Son tiempos revueltos por todas partes, leer el periódico es sinónimo de querer trasegarte una botella de vodka a gollete sólo para que se te pase el susto, y estamos todos aprendiendo palabras nuevas cada día, todas ellas relacionadas con lo mal que van las cosas. Vale.

Yo he desaparecido estas semanas por falta de tiempo, como siempre; un valor este -el tiempo- que considero cada vez más precioso. Pero entre susto y susto de titulares, no para de rondarme por la cabeza la caída libre en que ha entrado la ya de por sí comatosa investigación española. Es algo que me tiene triste, preocupada, cabreada y sobre todo asustada.

Veréis. España no es un país muy rico en recursos naturales; tampoco es rico en agua dulce, y probablemente sea cada vez más pobre a medida que avance el cambio climático. Carece de muchos de los felices accidentes geográficos o geológicos que dan a otros países riqueza en forma de yacimientos de minerales estratégicos, de combustibles fósiles, de caladeros excepcionales. Qué le vamos a hacer; el planeta es como es y nosotros vivimos aquí.

Pero hay una cosa que España sí que tiene, y que tiene el mismo potencial que el mejor recurso del país más rico y avanzado que hoy por hoy pueda existir; un recurso poderosísimo que puede poner a cualquier país a la altura de los mejores del mundo. Un recurso que puede generar riqueza real y duradera y que no depende de tener tal o cuál yacimiento o cultivo.
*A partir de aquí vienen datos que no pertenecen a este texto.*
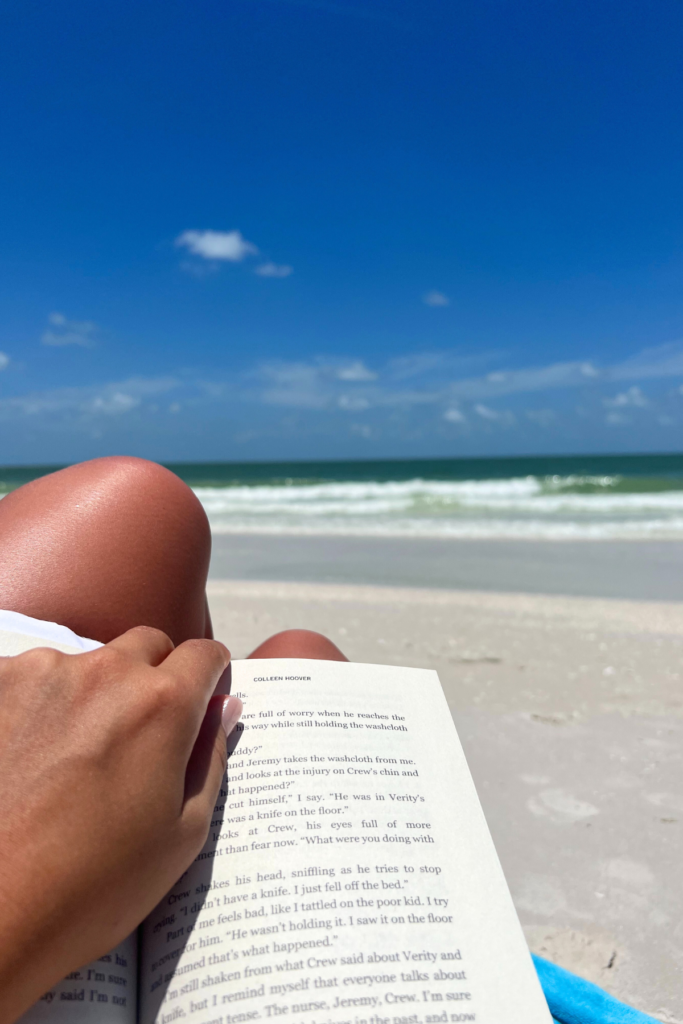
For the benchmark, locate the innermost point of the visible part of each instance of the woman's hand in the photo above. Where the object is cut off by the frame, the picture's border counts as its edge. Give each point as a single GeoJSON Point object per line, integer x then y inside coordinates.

No, no hablo de Gran Hermano.

Cada año nace en España aproximadamente medio millón de científicos. Quinientas mil mentes despiertas, curiosas y con ganas de aprender, capaces en potencia de aprovechar el conocimiento científico acumulado por el mundo durante unos pocos siglos y ponerlo al servicio del desarrollo y la prosperidad del país.

No somos capaces (nunca lo hemos sido) de aprovechar ese recurso, que es renovable al 100% y muchísimo más eficiente que tener yacimientos (finitos, siempre) de cualquier cosa. Cada vez que alguien se propone hacer algo al respecto choca con una inercia de siglos y una actitud apática y basada en el corto plazo y en el beneficio inmediato. Y como el beneficio inmediato nunca funciona, porque la investigación científica no funciona así, dicen aquello de «esto no es rentable» y lo paran.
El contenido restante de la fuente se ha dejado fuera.